Florence Foster Jenkins is Hillary Clinton
It’s a movie about a woman with a robotic and grating voice, wearing bizarre clothing, who is completely out of touch with the real world. Her sycophants encourage her delusions and do their best to hide her severe defects from the public. If I were to write a satire about the Clintons and the media, the result would look a lot like Florence Foster Jenkins.
In the movie, Jenkins is an absolutely painful singer who believes she is amazing—countering self-doubts, her entourage encourages her in this belief. Her lover, to keep anyone, especially her, from finding out just how bad she is, bribes all the reviewers he can to write that she was amazing, and hides all reviews that report how bad she really was.
The mainstream media today is acting like St. Clair Bayfield running around the neighborhood scooping up all critical reviews—such as that Hillary Clinton’s mentor was a KKK member—and burying them in the trash.
They’re even trying to hide ancillary scandals from her husband, such as, in the Washington Post Magazine, William Tucker writing that Bill Clinton “allegedly cheated on his wife…”.
Allegedly. Even though he admitted to doing it and the DNA evidence was incontrovertible. Eventually, if they think they can get away with it, they will start saying that these were just accusations from partisans, and then will say those accusations were debunked.
Imagine if Robert Byrd had been a Republican and Trump had called him a mentor. There would be no such weasel words as “alleged” or “claimed” in CNN’s reports on the matter. Of course, that’s a very unlikely scenario, since all or almost all Ku Klux Klan members were Democrats. The KKK killed Republicans.
So instead imagine if a Republican were accepting donations in the millions and even tens of millions of dollars from corporations, the wealthy, and foreign sources while running for office. Imagine that it’s been linked to all sorts of corruption in a previous office—paying for access, and paying for foreign policy. Now, imagine if they promised to shut down this foundation—but only after they were elected, thus telling all potential donors that they need to donate now if they want access.
Imagine if a Republican had done this, as Hillary Clinton recently did. While it is true that some networks have covered it, they have done so only fleetingly in the manner that Jenkins was reviewed: with euphemism and false equivalence. Imagine, again, that it had been a Republican nominee. There would be nothing else in the news for weeks, and there would be no euphemisms.
Instead, they—the media, not the campaign—have gone all over the neighborhood trying to conceal and downplay the bad news before anyone can read it.

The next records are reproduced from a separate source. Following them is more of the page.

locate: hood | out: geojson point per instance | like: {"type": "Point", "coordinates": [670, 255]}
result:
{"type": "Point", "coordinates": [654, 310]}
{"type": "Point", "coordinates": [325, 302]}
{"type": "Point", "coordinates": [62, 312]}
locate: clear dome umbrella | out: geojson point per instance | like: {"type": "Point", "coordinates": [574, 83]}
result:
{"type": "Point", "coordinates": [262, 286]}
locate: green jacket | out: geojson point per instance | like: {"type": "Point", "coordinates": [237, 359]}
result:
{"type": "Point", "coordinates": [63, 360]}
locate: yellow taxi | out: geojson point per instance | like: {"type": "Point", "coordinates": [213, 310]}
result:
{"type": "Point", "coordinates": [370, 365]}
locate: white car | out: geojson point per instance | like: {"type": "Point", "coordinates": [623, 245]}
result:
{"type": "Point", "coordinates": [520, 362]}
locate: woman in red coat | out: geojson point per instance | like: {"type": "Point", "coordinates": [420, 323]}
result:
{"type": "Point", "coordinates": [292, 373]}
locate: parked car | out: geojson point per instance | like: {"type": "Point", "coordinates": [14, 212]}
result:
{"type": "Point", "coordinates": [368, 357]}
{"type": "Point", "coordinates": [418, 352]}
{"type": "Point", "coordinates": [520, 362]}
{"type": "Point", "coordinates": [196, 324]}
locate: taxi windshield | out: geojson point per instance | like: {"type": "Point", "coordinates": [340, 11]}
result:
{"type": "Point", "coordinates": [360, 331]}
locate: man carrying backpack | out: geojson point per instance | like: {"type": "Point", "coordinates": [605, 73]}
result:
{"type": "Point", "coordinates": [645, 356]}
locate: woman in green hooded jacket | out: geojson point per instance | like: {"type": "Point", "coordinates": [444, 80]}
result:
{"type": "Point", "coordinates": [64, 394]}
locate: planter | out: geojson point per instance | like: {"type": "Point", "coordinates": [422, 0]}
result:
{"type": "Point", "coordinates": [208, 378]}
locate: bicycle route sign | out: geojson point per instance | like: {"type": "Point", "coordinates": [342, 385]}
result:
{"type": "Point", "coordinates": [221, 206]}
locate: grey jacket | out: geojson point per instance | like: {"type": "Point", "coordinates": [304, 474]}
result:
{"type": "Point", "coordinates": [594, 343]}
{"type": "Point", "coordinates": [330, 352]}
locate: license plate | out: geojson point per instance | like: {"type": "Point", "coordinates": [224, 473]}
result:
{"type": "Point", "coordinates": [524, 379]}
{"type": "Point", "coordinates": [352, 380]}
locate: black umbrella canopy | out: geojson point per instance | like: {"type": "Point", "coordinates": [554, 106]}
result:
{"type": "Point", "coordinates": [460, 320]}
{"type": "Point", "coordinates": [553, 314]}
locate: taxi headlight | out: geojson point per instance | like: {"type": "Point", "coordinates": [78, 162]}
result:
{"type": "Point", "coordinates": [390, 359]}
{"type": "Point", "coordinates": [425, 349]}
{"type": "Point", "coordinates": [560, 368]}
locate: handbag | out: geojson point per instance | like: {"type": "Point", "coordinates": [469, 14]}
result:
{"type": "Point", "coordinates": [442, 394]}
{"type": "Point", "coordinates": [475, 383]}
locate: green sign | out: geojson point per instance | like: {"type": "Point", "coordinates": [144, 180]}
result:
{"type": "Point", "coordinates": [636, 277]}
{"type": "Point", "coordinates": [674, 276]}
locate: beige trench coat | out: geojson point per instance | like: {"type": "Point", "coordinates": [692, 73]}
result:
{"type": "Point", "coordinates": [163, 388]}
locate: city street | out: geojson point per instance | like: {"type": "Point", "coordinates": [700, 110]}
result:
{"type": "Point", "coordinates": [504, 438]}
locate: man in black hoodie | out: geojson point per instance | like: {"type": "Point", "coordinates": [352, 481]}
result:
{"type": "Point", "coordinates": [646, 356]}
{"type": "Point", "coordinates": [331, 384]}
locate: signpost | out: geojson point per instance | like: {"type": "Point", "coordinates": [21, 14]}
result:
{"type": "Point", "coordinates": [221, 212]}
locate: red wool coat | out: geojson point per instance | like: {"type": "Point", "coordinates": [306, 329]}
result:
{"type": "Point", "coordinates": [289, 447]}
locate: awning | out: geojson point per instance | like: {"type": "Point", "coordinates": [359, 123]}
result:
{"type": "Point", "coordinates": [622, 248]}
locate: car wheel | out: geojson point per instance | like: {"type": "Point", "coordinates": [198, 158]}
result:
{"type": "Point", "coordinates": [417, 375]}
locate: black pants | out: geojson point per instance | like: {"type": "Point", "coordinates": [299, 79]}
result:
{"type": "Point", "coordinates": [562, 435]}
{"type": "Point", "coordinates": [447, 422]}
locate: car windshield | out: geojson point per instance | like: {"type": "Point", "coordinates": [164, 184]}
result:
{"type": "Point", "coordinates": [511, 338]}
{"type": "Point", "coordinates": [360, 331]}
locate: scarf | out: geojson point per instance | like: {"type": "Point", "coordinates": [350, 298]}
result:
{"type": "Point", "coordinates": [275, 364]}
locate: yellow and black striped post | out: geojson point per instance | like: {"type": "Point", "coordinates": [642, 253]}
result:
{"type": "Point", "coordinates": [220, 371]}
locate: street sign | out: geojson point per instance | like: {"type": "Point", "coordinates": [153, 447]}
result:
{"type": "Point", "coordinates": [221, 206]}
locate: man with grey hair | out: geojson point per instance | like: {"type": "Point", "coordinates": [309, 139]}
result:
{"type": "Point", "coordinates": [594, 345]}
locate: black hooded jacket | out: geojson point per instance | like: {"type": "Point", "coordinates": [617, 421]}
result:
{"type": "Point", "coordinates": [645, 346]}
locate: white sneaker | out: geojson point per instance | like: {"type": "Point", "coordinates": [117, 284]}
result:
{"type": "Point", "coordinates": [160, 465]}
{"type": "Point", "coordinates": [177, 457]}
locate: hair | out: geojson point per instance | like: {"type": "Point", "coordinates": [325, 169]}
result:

For example, by canceling a CNN radio talk show for no apparent reason immediately after the show’s host discussed Hillary Clinton’s health. CNN claimed it was part of a general shakeup, but that general shakeup did not involve removing all of the shows from their archives. Only this particular episode.
Like Bayfield in the movie, the media will flirt with Sanders in the night, but returns to their true love by the dawn of the primaries.
Like ABC’s George Stephanopoulos, Bayfield occupies an immoral space combining devotion and management. He may question her, but never forgets that he was her employee and is in her orbit.
While the writer and director take great liberties with the real story of Florence Foster Jenkins, they do so only in the service of making Jenkins more like Hillary Clinton. While Jenkins in real life took direct part in keeping her performances private, Jenkins in the movie relies on surrogates and pretends ignorance of the efforts to protect her reputation. In reality, St. Clair Bayfield was probably as much after her money as anything else, but in the film, in his role as the Democratic Media Complex, he’s a true believer.
Outrageous speculation on my part aside, this is a very funny movie.